For $m\in\mathbb N$ the set $S\cap \overline{B(0,m+1)}\setminus B(0,m-1)$ is compact, which allows us to pick a subcover $B\{(s_i,\frac12r_{s_i})\}_{i=1}^\infty$ such that both this subcover and also $B\{(s_i,r_{s_i})\}_{i=1}^\infty$
are locally finite. With the usual $e^{-1/t}$ construction build a smooth function $\phi\colon \mathbb R\to[0,1]$ with $\phi(t)=0$ for $t\le \frac14$ and $\phi(t)=1$ for $t\ge \frac12$.
Now let 
$$\tag1\Phi(x)=1-\prod_{i=1}^\infty \phi\left(\frac{\langle x-s_i,x-s_i\rangle}{r_{s_i}^2}\right).$$
For each $x\in\mathbb R^n$, there is an open neighbourhood where almost all factors in $(1)$ are constant $1$, hence on each such neighbourhood the product is in fact finite and $\Phi$ is smooth. By construction $\Phi$ is one in the open neighbourhood $$V=\bigcup_{i\in\mathbb N}B(s_i,\frac12r_{s_i})$$ of $S$ and the support of $\Phi$ is 
$$\operatorname{supp}\Phi=\overline{\bigcup_{i\in\mathbb N}B(s_i,\frac1{\sqrt 2}r_{s_i})}\subsetneq\bigcup_{i\in\mathbb N}B(s_i,r_{s_i})$$
(where inequality follows from local finiteness) and hence a proper subset of   $U$.

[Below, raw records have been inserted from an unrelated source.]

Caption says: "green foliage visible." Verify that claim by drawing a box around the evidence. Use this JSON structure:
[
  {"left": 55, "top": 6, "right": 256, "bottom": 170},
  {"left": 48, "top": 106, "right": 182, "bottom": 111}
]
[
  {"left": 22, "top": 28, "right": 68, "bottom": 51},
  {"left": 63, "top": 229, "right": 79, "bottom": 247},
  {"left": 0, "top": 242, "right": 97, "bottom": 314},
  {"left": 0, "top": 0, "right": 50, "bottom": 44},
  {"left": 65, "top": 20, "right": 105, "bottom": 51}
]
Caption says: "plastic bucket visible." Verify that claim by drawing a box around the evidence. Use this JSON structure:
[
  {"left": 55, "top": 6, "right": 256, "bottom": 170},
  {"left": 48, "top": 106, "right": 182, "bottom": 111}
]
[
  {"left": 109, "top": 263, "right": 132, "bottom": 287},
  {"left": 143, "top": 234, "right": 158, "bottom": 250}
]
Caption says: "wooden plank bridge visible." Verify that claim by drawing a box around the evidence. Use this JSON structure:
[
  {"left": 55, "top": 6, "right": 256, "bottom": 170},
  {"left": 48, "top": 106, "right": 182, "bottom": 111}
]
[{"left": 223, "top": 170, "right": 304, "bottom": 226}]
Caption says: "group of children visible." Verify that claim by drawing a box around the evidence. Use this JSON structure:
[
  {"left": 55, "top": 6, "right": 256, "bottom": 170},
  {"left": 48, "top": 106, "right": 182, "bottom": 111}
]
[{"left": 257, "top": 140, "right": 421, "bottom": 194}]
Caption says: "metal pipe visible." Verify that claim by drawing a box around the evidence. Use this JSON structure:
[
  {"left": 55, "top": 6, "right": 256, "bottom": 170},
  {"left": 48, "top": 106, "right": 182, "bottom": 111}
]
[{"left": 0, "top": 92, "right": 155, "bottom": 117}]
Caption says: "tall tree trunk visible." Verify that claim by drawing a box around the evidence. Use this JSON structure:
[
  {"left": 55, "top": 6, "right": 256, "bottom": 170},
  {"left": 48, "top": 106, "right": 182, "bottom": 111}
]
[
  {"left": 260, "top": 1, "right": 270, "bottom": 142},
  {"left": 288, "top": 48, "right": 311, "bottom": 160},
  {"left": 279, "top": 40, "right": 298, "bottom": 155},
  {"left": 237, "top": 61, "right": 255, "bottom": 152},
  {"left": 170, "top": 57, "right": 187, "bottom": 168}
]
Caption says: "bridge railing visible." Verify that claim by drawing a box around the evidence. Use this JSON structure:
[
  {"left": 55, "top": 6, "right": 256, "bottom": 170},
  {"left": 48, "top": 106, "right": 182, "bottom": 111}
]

Now define $\overline f\colon \mathbb R^n\to \mathbb R$ by
$$\overline{f}(x)=\begin{cases}\Phi(x)f(x)&\text{if }x\in U\\0&\text{otherwise.}\end{cases} $$
Clearly $\overline f|_V=f|_V$
and as $\overline f$ is smooth both in $U$ and in the complement of $\operatorname{supp}\Phi$ and these two sets cover $\mathbb R^n$, we have found the desired global section.